What are InfinStor Transforms?
Code snippets that can transform your training data.
Capture Transform
How do you capture an InfinStor Transform?
The first step in remotely executing python code from a cell in your JupyterLab notebook is to capture it, along with its execution environment, and save it in your InfinStor account as an InfinStor Transform.
The python code in your JupyterLab cell cannot read data from the local file system. This transform may execute in a variety of environments — in an IPython kernel in your JupyterLab server machine, in a single VM in the cloud, or in a cluster of machines in the cloud. This requires that the input data to this code should be stored somewhere in the cloud, preferably in a Cloud Object Store.
The slides below demonstrate a step-by-step process of capturing InfinStor Transforms on JupyterLab.




Run Transform Immediately
How do you run an InfinStor Transform immediately in the cloud?
There are four choices for input data in the dialog that pops up:
- InfinSnap — Snapshot of the state of a bucket at a specific point in time.
- InfinSlice — Slice of data that was ingested between a start time and an end time.
- No Input Data — Useful for transforms that perform their own I/O.
- MLflow Artifact — Artifacts from a previous MLflow run can be used as input data for this transform execution.
There are three choices for run location:
- Inline — Inline in the Jupyter notebook
- Single VM — In the cloud in a single virtual machine
- EMR Cluster — Amazon EMR Cluster







Run Transform Periodically
How do you run an InfinStor Transform periodically in the cloud?
Once a transform has been captured and its basic functionality tested, it can be run periodically in the Cloud.

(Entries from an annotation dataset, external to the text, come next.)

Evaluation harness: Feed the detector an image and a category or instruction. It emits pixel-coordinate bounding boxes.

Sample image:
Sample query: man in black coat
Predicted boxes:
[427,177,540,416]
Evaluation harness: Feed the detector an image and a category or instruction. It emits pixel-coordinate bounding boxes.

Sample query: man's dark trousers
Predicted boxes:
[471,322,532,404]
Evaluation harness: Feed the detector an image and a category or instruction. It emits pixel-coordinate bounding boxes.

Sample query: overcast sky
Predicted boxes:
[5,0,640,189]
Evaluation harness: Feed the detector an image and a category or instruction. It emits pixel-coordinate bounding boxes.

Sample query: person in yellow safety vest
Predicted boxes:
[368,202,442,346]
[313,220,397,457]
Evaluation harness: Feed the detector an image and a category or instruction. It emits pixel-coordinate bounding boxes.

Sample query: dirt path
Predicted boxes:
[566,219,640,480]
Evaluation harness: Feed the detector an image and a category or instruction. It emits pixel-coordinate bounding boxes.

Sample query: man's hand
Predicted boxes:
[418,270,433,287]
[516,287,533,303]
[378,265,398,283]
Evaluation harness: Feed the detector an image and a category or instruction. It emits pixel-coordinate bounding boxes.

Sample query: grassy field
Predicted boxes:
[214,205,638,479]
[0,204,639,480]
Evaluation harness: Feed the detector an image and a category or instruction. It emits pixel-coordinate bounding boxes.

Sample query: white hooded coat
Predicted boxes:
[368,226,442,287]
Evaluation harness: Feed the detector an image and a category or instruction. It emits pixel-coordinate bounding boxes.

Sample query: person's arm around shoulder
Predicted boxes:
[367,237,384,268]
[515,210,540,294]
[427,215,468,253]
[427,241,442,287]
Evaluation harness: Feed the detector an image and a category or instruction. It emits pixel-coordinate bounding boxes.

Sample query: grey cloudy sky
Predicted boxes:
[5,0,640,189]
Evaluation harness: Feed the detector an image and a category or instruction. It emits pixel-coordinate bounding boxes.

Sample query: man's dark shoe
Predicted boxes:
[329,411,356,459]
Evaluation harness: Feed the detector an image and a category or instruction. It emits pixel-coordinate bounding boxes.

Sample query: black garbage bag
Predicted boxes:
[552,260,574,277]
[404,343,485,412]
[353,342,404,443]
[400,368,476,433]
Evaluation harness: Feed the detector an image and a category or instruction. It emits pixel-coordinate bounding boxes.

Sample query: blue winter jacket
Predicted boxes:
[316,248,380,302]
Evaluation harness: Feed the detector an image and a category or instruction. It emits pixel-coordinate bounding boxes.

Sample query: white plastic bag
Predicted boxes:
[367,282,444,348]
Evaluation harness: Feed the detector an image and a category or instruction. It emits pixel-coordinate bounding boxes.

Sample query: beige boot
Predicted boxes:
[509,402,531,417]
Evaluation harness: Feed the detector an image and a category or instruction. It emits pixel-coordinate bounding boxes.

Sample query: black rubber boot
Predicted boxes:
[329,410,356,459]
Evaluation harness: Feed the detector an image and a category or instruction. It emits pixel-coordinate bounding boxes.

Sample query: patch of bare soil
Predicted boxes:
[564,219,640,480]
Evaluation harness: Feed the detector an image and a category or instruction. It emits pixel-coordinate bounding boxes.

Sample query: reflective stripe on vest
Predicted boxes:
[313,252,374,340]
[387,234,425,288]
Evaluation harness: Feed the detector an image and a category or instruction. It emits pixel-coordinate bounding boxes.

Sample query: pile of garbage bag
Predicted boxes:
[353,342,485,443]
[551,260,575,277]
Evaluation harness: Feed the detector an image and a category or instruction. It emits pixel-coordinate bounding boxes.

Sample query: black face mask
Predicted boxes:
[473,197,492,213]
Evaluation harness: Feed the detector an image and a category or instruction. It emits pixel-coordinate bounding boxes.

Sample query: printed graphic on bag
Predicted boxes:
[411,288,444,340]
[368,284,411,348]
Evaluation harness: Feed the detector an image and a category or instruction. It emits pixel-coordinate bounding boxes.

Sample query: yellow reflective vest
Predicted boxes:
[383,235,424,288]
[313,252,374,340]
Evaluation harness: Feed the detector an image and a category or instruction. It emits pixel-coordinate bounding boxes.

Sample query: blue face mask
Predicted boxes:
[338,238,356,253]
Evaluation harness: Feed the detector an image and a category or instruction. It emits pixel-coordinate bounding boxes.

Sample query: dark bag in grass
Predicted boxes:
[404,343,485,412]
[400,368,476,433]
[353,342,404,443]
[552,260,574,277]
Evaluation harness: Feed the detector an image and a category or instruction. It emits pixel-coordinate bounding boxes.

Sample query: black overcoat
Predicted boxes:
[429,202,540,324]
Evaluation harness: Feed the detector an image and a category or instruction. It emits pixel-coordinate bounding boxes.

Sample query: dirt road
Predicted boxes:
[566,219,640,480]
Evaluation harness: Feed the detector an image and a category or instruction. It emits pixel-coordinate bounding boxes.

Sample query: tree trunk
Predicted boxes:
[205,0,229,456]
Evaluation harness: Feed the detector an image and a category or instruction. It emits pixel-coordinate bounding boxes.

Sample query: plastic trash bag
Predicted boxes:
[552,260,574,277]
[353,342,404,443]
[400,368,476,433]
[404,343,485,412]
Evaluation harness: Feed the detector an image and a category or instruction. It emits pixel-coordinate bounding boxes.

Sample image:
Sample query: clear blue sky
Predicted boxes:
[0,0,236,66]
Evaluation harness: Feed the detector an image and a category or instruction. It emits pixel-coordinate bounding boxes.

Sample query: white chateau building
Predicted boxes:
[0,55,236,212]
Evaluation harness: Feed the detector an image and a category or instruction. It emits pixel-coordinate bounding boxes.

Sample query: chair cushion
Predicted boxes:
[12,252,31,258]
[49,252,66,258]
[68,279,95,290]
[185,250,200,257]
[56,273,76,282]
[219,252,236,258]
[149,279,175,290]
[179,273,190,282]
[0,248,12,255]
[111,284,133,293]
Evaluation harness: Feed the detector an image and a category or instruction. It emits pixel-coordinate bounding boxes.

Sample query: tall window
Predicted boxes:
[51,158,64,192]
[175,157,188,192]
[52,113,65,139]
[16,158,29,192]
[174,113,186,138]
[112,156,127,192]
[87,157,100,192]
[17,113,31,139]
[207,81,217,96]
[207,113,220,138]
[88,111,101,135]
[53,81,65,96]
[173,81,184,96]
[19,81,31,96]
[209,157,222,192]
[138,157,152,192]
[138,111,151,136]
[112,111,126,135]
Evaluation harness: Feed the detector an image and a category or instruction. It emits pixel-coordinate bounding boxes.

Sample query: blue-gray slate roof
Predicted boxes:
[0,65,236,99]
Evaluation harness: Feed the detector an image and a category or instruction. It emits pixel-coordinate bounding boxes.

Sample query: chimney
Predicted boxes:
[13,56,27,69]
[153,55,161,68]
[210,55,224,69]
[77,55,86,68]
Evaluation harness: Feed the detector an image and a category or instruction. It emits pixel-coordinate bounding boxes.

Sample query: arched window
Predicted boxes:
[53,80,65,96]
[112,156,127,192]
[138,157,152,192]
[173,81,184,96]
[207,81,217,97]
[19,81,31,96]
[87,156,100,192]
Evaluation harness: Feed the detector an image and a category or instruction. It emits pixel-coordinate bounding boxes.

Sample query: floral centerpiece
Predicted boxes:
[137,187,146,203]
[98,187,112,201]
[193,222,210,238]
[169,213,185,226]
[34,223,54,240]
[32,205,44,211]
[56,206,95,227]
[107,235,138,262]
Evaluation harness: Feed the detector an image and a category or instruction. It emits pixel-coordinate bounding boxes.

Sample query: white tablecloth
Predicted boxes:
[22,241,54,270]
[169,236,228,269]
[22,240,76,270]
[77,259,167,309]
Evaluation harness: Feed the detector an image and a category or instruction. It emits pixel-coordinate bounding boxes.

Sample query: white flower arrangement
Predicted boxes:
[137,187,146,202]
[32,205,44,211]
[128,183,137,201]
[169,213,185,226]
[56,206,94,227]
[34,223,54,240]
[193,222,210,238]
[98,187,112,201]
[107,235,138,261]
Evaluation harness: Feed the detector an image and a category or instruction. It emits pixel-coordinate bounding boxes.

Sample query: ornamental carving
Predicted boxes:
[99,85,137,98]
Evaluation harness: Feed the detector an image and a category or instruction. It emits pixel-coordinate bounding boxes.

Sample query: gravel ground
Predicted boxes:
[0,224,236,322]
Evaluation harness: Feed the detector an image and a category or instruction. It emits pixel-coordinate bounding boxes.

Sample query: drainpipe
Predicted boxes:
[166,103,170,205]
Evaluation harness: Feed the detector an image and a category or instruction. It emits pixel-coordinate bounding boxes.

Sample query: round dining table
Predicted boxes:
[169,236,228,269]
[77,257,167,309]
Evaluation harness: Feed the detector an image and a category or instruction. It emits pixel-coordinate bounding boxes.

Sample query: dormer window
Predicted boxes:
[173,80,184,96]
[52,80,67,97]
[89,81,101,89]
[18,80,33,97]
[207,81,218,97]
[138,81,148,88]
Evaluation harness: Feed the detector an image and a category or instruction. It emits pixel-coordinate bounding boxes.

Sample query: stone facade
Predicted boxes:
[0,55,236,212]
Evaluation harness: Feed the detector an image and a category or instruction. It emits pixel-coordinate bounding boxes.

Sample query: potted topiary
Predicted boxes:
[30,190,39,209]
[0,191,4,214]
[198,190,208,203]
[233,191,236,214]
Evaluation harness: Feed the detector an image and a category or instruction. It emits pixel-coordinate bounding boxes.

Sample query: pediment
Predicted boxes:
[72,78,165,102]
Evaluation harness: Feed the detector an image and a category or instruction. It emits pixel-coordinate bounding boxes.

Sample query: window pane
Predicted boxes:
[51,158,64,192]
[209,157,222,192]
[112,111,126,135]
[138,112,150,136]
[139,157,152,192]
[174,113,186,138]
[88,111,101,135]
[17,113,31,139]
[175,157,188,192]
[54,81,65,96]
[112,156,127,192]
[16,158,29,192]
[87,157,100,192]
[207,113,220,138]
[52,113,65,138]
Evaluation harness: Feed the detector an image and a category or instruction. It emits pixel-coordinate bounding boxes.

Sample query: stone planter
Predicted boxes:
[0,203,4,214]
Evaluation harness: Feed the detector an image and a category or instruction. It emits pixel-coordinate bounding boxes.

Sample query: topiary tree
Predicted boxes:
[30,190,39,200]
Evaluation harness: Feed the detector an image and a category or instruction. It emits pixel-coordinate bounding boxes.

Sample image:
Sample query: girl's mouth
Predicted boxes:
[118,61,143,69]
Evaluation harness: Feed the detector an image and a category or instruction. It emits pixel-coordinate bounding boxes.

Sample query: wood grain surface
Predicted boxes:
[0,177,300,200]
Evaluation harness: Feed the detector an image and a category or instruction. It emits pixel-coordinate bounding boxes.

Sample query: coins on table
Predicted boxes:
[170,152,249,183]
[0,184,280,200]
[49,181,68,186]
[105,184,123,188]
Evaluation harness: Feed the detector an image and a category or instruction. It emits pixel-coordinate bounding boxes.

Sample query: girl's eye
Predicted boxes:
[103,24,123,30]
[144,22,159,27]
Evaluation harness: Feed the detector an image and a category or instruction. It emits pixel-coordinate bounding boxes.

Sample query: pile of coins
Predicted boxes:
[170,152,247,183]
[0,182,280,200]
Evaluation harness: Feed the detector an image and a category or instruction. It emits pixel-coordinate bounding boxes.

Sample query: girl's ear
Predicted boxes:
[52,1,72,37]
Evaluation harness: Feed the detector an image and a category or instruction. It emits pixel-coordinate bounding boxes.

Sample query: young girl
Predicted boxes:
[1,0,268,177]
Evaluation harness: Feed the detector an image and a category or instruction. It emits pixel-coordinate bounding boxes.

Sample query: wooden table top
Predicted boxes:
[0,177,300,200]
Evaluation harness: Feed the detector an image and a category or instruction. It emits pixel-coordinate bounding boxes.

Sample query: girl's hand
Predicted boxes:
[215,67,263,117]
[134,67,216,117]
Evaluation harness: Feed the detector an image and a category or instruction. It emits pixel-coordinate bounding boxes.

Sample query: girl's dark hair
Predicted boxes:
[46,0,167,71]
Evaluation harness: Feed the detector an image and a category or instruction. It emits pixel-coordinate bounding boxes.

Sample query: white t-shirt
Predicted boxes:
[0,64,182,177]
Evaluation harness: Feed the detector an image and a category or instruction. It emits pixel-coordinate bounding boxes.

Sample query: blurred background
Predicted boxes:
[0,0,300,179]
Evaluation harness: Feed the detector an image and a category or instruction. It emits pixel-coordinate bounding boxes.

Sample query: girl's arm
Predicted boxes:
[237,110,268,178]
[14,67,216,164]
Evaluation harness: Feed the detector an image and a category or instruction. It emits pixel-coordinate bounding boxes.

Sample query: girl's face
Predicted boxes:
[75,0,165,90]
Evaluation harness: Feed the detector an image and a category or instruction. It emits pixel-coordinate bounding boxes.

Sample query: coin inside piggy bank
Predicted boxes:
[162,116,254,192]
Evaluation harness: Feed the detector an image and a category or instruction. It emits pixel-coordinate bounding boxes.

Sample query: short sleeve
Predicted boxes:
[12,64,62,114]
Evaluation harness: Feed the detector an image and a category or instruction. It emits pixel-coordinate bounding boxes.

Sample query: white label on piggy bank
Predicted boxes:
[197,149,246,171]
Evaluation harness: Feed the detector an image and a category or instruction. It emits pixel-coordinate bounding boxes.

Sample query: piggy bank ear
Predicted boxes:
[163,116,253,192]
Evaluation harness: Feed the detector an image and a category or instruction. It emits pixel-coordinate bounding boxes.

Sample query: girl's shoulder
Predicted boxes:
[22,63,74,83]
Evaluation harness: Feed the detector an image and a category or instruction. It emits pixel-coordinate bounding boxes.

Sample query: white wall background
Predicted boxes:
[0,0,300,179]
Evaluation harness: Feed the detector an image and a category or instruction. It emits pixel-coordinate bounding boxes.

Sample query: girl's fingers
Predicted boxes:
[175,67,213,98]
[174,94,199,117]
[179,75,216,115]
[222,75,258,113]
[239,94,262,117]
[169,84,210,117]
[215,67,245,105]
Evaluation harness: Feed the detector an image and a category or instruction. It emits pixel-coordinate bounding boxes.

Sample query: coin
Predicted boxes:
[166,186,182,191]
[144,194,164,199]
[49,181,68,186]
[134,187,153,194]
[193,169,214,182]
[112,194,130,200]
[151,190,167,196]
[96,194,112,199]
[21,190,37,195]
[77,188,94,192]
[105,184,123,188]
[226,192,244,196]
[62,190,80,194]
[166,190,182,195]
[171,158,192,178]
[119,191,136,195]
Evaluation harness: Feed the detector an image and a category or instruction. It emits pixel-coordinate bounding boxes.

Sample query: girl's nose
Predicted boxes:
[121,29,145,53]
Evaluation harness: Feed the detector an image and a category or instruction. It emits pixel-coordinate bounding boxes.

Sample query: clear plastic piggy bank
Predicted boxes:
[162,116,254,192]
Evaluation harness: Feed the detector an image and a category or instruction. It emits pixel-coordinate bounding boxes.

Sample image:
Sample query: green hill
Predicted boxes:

The input data options available are similar to running immediately; however, they are slightly different for this case:
- InfinSnap — Snapshot of the chosen bucket/path at the time the run triggers
- InfinSlice — Percentage of slice of data from the time the run triggers to the previous trigger. Percent values allowed are 10%, 25%, 50%, 100% of data ingested in the interval
- No Input Data — Useful for transforms that perform their own I/O.